Here's the bottom line: It's a (small-f) fool's errand to spend too much energy speculating on what happens ifHain sells HPP. It's easy to draw imaginary lines between this seemingly uncharacteristic move and Hain being acquired soon after, it doesn't really answer the important question: What should investors expect?
Here's what we do know: So far, Project Terra has resulted in some cost savings, while also having a (hopefully temporary) negative impact on U.S. sales related to product elimination. We also know that Project Terra's benefits are expected to accelerate as the year continues, and management is projecting adjusted earnings per share between $1.64 and $1.75 per share, a 34% to 43% increase from 2017. At recent share prices, Hain trades for 21 times the high end of its adjusted earnings guidance. That's not cheap, but it's probably reasonable if the company can leverage Project Terra into more double-digit earnings growth in the years ahead, something that would probably require U.S. sales to recover and start growing again.

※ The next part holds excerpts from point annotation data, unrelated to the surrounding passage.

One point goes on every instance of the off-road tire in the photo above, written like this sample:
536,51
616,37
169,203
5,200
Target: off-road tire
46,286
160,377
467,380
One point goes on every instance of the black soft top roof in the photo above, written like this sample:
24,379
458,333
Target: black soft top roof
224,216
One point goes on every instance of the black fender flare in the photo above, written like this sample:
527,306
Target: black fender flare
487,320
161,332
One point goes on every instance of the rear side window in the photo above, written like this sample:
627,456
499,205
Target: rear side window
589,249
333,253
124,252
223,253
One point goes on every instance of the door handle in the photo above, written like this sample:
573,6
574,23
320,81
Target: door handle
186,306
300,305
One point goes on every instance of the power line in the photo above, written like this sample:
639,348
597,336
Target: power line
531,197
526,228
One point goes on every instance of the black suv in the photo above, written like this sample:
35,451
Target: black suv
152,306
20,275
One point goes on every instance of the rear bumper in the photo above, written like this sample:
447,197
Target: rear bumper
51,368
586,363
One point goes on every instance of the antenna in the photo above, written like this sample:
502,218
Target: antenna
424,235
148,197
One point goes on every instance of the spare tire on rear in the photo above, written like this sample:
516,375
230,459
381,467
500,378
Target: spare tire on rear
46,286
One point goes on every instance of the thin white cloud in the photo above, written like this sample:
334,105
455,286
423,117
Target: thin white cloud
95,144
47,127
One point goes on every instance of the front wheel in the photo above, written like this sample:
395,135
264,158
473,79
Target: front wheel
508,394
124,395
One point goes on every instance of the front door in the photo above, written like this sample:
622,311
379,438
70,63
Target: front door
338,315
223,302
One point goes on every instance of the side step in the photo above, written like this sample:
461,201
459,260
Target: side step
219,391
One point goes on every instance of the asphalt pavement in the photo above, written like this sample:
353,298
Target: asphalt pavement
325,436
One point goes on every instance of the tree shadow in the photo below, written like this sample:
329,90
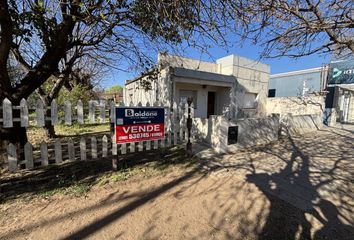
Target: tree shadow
28,183
293,194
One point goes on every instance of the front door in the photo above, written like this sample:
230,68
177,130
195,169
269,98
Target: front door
211,104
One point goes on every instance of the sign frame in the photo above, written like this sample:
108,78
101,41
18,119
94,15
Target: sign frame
137,123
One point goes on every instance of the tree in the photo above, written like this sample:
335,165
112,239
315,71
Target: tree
114,89
297,28
39,34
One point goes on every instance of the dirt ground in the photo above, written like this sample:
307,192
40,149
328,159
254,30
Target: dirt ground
298,188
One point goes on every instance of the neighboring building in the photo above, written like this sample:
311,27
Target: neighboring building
233,86
335,79
297,83
340,87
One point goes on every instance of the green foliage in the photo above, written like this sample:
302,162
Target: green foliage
78,92
114,89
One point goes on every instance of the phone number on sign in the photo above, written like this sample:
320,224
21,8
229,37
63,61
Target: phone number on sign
143,135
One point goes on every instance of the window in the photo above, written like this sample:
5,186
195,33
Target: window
250,100
271,92
185,94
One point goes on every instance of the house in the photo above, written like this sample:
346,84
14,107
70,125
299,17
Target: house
297,83
232,86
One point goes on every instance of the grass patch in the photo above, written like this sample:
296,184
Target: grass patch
77,178
75,190
79,129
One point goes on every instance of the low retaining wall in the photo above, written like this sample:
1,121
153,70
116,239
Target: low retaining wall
251,132
300,124
296,105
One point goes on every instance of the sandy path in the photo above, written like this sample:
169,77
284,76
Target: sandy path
301,188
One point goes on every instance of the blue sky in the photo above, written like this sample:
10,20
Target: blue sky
251,51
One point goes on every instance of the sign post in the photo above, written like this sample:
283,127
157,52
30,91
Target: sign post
136,124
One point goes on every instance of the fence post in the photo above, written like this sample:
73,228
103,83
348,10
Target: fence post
175,124
54,112
92,111
93,147
12,157
181,120
7,113
189,127
83,149
57,150
67,112
104,146
80,112
29,155
40,113
24,113
44,153
102,111
71,150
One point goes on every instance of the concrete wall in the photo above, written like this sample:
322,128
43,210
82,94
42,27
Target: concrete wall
165,60
300,124
161,89
222,100
252,77
251,132
296,105
295,83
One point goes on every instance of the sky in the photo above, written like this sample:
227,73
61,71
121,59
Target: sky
278,65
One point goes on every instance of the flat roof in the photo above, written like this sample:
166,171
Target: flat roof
189,73
299,72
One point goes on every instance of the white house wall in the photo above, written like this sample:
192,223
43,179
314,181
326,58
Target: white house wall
222,99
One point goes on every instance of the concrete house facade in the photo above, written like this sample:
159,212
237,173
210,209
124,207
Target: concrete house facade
233,86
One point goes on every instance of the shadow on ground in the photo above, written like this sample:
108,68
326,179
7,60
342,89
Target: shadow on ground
85,174
306,185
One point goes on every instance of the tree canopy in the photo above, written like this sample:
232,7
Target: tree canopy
297,28
40,35
114,89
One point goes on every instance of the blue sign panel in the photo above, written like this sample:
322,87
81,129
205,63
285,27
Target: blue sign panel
134,124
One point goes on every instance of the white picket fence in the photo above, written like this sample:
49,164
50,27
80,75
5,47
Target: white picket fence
94,106
85,149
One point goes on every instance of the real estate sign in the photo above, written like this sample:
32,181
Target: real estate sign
341,72
135,124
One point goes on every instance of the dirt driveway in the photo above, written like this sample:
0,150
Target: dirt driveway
299,188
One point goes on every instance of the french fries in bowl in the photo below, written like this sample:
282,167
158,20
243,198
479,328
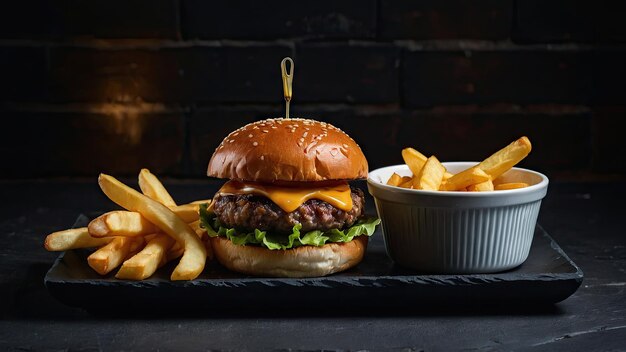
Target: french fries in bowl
459,217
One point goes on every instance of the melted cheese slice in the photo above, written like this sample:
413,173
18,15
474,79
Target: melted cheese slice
290,198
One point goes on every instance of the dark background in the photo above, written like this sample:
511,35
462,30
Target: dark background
116,85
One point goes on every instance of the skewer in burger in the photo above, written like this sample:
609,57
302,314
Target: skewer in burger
287,209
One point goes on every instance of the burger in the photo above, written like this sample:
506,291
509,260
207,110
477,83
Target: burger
287,209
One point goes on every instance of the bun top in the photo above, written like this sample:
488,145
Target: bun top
297,150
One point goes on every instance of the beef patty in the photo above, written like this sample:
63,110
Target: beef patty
247,212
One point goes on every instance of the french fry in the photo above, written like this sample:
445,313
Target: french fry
204,236
195,226
510,185
465,178
194,257
481,187
394,180
121,223
187,212
73,239
109,257
153,188
175,252
406,182
431,175
143,264
506,158
416,160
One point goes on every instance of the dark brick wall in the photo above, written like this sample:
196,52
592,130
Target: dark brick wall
113,86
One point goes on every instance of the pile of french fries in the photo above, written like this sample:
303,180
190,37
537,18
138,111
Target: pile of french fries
153,231
430,174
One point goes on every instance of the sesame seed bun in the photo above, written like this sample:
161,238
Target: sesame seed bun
288,150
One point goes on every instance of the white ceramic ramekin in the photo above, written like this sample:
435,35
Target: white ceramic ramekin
458,232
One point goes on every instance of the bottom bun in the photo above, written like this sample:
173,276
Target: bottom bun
305,261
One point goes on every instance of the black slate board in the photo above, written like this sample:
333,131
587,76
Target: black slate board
547,276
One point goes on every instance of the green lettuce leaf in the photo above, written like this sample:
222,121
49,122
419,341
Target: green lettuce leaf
208,221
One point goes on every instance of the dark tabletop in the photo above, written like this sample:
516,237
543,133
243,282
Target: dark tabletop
586,220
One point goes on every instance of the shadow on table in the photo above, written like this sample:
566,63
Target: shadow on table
29,299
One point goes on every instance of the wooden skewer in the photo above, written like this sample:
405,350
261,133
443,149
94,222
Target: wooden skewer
287,82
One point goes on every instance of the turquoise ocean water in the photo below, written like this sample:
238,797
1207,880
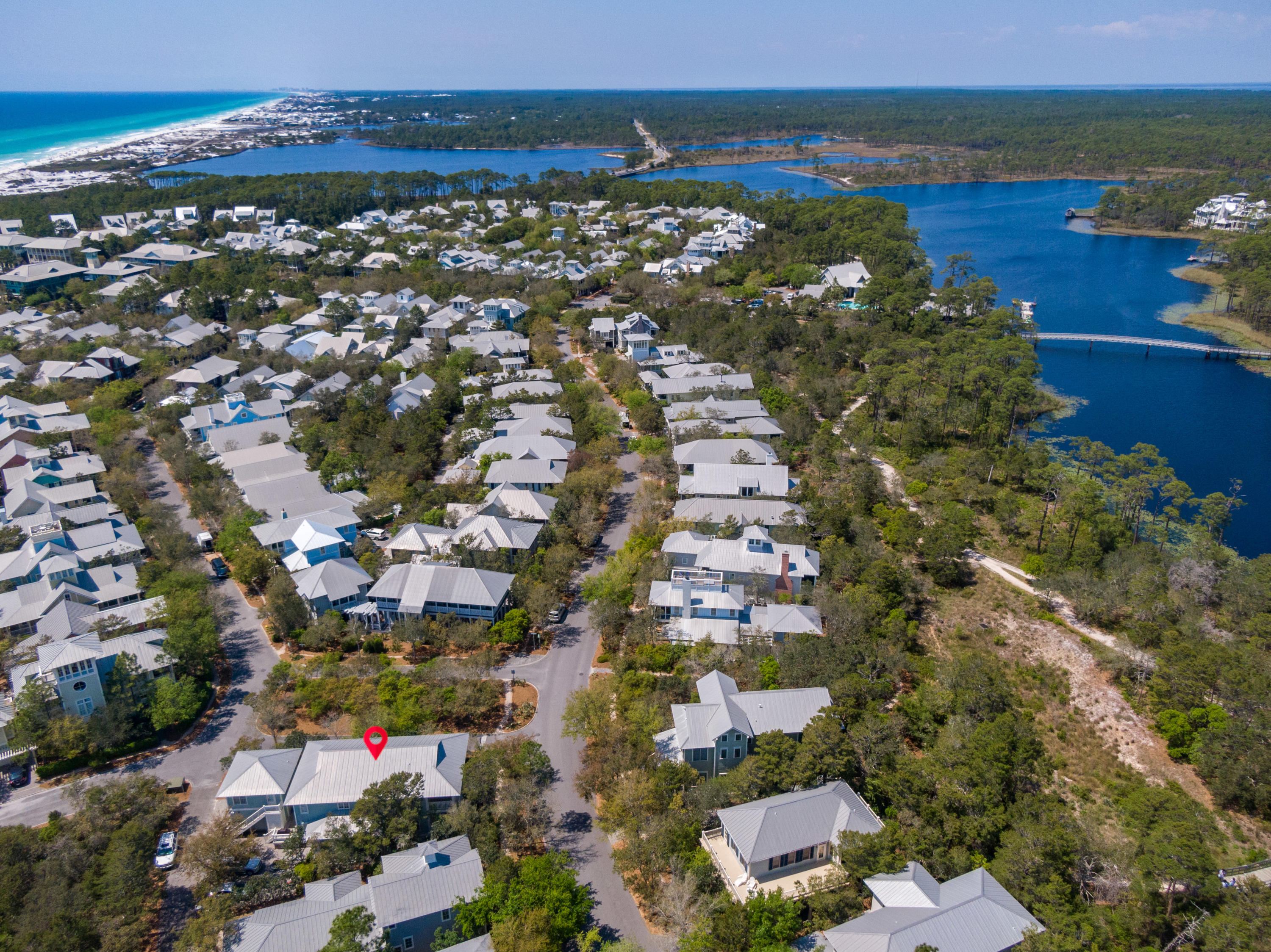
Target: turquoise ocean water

If management really is just buffing up the company for a sale in the near future, it will happen, and probably at some premium to today's share price. But it's probably not something investors should spend too much time thinking about.
John Mackey, CEO of Whole Foods Market, an Amazon subsidiary, is a member of The Motley Fool's board of directors. Jason Hall owns shares of Amazon, Costco, and Hain Celestial. The Motley Fool owns shares of and recommends Amazon and Hain Celestial. The Motley Fool recommends Costco. The Motley Fool has a disclosure policy.